Yes; see Five Geek Social Fallacies: https://plausiblydeniable.com/five-geek-social-fallacies/

rtwast 5 years ago

Projects have functioned just fine without elaborate governance structures. If a project is mature and the work is done, suddenly "improvers" appear, misquote Popper and write long texts about the elusive "community".

It starts innocent, but always ends badly like in the famous Orwell novel. Productive people move on to the next project or only produce proprietary software.

  • jerf 5 years ago

    A repeated mistake I've seen related to that is the belief that communities create its members, despite the fact that members create communities. A lot of people think you can walk up to a community and use it like a tool to move people's opinions, beliefs, or values around, instead of the community being a reflection of shared opinions/beliefs/values.
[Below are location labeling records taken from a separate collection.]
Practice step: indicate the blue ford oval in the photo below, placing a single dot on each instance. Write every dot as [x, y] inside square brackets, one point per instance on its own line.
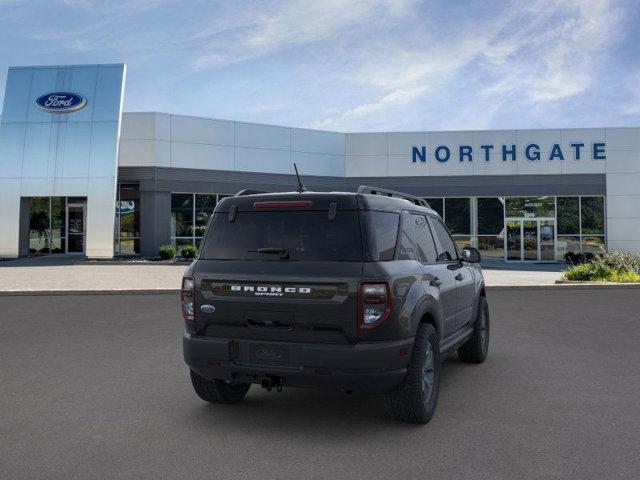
[61, 102]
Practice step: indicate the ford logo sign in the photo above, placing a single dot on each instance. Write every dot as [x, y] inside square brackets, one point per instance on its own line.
[61, 102]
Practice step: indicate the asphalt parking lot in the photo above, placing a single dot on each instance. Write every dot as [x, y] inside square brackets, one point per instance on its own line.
[95, 387]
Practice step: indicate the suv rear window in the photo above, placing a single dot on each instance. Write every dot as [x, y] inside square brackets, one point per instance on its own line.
[304, 235]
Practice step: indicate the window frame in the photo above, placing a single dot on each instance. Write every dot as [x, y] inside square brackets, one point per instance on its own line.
[439, 246]
[415, 241]
[193, 238]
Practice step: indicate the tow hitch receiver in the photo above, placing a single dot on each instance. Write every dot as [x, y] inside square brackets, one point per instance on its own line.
[270, 382]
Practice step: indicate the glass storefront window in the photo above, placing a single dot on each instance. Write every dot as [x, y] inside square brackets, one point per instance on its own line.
[127, 227]
[568, 216]
[530, 207]
[567, 244]
[490, 216]
[204, 208]
[593, 244]
[39, 225]
[47, 224]
[181, 214]
[462, 241]
[190, 213]
[457, 213]
[592, 214]
[436, 204]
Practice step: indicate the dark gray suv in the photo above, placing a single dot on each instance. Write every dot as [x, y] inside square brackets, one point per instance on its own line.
[357, 291]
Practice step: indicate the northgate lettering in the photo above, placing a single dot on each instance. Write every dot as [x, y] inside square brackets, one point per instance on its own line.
[531, 152]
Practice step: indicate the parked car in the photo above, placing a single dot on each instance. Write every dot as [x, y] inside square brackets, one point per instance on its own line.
[361, 291]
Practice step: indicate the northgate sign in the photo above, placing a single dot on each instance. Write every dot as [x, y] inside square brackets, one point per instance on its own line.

throwaway823882 5 years ago

Communities are overrated. They can be toxic, suffer from groupthink, operate in secret, and have high barriers to entry. But I agree with the poster that a "map of communities" that can organize and direct knowledge-sharing and communication is really useful.

atq2119 5 years ago

I'm not the author, and I've never used Perl, but I've wanted to write pretty much this article (on the open source projects I'm involved in) for a long time now.

I believe the people talking about and pushing "community" have good intentions, but there are hidden negative consequences that are almost never acknowledged.

For example, it can ironically make a big project feel less welcoming, because newcomers may be pressured to feel they have to become part of the community even though that's basically impossible - because, as this article rightly points out, there is not the community but instead a federation of many communities.

okareaman 5 years ago

It's not clear to me what problem this post is intended to address

  • forgotpwd16 5 years ago

    That there isn't a single Perl community but rather communities that lack a shared behavior standard and that each has its own culture.

rectang 5 years ago

> I don't think we should talk about "The Perl Community", but rather "The Perl Communities".

That's like saying that "cities" don't exist, only "neighborhoods".

  • msla 5 years ago

    I take it like this:

    There's no New York City community. There's no Bronx community. Both of those political units are way too big for communities to exist at that scale. It isn't diversity, although both of them are diverse, it's Dunbar's Number and the limits of the human animal. They exist in other ways, but they don't exist as communities.

  • OJFord 5 years ago

    Eh? No it isn't? It's like saying 'I don't think we should take about "the US city", but rather "the US cities"'.

  • rurban 5 years ago

    No, he tried to explain why only the irc and p5p perl community is toxic and disfunctional. The others are fine. There are many good perl communities.